Horrified, I thought about the times I had cried in front of my officemate, upset over something she said to me. Holy crap. I’m doing this all wrong. No wonder she is on my case. She thinks I am weak and incompetent because of my silly emotions. And I am afraid that she may be right.
I am naturally a sensitive person who cries easily. I cried at the end of Black Panther. I cry at sentimental moments on TV. And, I cry when I am angry, sad, or hurt, because it is a human reaction. But that day, in my tiny apartment in Columbia Heights while I sipped a glass of cheap wine, I was now learning that crying is the last thing you should ever do if you are a woman who wants to get ahead or be taken seriously.

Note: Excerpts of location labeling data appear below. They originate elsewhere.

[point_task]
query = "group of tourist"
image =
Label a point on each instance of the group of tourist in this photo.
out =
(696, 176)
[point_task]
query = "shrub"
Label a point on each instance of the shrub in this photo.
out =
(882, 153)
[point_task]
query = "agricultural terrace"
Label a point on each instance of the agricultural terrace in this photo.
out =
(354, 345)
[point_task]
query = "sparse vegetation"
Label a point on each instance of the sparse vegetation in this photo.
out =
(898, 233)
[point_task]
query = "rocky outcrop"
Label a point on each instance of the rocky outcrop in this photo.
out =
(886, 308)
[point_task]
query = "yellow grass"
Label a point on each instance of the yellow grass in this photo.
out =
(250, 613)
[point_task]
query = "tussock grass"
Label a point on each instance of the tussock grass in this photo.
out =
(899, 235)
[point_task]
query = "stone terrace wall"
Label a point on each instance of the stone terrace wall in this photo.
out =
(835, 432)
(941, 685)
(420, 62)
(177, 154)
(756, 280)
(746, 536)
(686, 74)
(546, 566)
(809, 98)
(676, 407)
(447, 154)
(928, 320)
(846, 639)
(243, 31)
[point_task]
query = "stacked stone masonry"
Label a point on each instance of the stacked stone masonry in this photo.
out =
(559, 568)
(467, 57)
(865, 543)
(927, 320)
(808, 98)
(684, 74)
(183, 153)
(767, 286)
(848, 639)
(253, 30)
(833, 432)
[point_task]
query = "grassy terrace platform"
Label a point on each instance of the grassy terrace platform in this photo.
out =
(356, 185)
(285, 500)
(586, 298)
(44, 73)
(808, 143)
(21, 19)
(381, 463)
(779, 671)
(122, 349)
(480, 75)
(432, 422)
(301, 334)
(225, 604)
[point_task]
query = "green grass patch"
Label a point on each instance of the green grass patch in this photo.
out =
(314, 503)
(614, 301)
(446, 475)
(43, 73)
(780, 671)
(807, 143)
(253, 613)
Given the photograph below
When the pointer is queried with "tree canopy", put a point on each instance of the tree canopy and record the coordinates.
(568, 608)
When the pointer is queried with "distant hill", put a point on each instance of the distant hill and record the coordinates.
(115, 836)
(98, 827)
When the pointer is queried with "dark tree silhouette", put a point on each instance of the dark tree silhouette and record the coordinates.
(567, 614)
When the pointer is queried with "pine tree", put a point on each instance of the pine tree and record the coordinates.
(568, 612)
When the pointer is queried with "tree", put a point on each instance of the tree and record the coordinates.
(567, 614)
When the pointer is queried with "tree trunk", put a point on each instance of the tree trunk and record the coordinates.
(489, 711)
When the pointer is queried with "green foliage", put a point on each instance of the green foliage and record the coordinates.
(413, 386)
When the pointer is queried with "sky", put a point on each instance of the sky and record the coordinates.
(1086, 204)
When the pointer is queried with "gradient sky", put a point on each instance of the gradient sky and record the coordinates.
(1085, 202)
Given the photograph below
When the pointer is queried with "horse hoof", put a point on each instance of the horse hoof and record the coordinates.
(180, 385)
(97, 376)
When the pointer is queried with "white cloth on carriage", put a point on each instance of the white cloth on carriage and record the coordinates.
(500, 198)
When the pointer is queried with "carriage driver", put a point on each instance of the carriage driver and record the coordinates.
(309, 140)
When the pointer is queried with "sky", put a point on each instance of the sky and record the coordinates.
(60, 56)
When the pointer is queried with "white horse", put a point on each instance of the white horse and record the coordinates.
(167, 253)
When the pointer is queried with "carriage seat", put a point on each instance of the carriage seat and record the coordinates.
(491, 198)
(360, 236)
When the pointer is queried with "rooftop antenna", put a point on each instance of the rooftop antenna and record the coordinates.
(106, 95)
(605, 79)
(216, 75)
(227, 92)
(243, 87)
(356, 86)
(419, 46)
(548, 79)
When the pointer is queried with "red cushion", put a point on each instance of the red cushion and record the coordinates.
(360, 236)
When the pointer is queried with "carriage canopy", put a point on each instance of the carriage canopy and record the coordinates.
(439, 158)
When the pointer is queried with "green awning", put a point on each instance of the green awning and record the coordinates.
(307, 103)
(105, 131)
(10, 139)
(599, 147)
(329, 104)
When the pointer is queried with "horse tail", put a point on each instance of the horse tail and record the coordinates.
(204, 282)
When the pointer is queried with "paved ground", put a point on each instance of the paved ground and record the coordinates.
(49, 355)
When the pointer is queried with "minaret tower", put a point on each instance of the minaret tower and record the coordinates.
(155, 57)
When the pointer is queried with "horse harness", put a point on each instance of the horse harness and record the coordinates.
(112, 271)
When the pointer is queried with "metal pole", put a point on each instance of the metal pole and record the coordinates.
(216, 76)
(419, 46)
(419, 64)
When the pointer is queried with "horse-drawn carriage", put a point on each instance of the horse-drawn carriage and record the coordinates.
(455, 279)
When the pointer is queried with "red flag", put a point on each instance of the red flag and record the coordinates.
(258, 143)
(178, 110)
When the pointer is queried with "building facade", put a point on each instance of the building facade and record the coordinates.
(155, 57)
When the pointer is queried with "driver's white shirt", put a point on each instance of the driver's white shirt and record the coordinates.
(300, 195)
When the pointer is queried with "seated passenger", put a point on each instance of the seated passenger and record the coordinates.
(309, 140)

From that moment on, I decided there was no way I was going to cry in front of my coworkers or colleagues ever again. Even if I think I can trust them. Even if my feelings are valid. I can’t be out here crying and making people think I’m bad at my job because of it.
On my really bad days, I’d run to the bathroom, lock myself in a stall, and sob quietly. Or, I’d walk around the block and let the tears fall. I could only allow myself to cry in front of significant others and vetted friends and family.
Fast forward to today. 12 years into my career, I have better control of my emotions thanks to a good therapist and practicing self-care every day. I also have better tools to process negative emotions.
But still, at 34, I apologize for crying. Even to those closest to me. Even to people I should feel safe around.
It happened again last week. I sat down to catch up with a friend of mine and to discussed a collaborative project she told me about. She asked me how I was doing, and as I was talking about the challenges and frustrations I had faced since leaving my job last year, I started to cry.
I was immediately embarrassed. This was someone who was a new friend but also one of the most talented communicators in the business. And here I am, doing the very last thing good ol’ Dr. Frankel told me not to do, lest I be seen as weak and incompetent. Damnit. I still haven’t learned my lesson.
Before I could stop myself, I started in with the apology to my friend. “I’m sorry, I really tried to hold it in,” I stammered. The weight of chasing invoices, not having a full-time gig with benefits, and the obstacles that come with adulthood got to me. I couldn’t keep a brave face anymore.
“Don’t worry about it,” my colleague said, squeezing my hand. She got up, grabbed some tissue, and handed it to me.
That simple gesture made me feel less guilty about starting to cry. 11 years ago, I would have thought that crying in front of a colleague would have meant a sure death. I wish I could go back and tell 23-year-old me that it was quite the opposite.
Crying won’t ruin your career. You can learn how to control and process your emotions so that you don’t cry as often, of course. But if you are sad because you didn’t get that job you wanted, or frustrated because a client hasn’t paid you and you are behind on the bills, and those tears well up….let them fall. It is still infuriating to me that women are told to what not to do and what not to be at any given moment. We are told that if we just avoid doing This One Thing, we can be a Boss™. But we are humans first and foremost. So if you are in pain, allow yourself the humanity of expressing that pain.
I used to think my sensitivity was my biggest possible weakness. Who wants someone who is touchy feely on their team? Who wants someone who cries watching The Lion King as an adult? What good are emotions in a professional setting? You can’t pay bills with those.
Then I realized that sensitivity was actually a strength. It allows me to approach my work with compassion and authenticity. It allows me to be in tune with the rest of my team, making sure that they have what they need to do the job well, both professionally and emotionally.
Being comfortable expressing my emotions and comfortable with allowing others to express there is a part of gaining emotional intelligence. And in a world that treats employees like workhorses with no regards to their needs as human beings, that skill set is criminally underrated.
Emotional intelligence is the gateway to compassionate leadership. We might as well feel the damn feelings and learn how to process them. Take care of yourself. Then, take care of the work.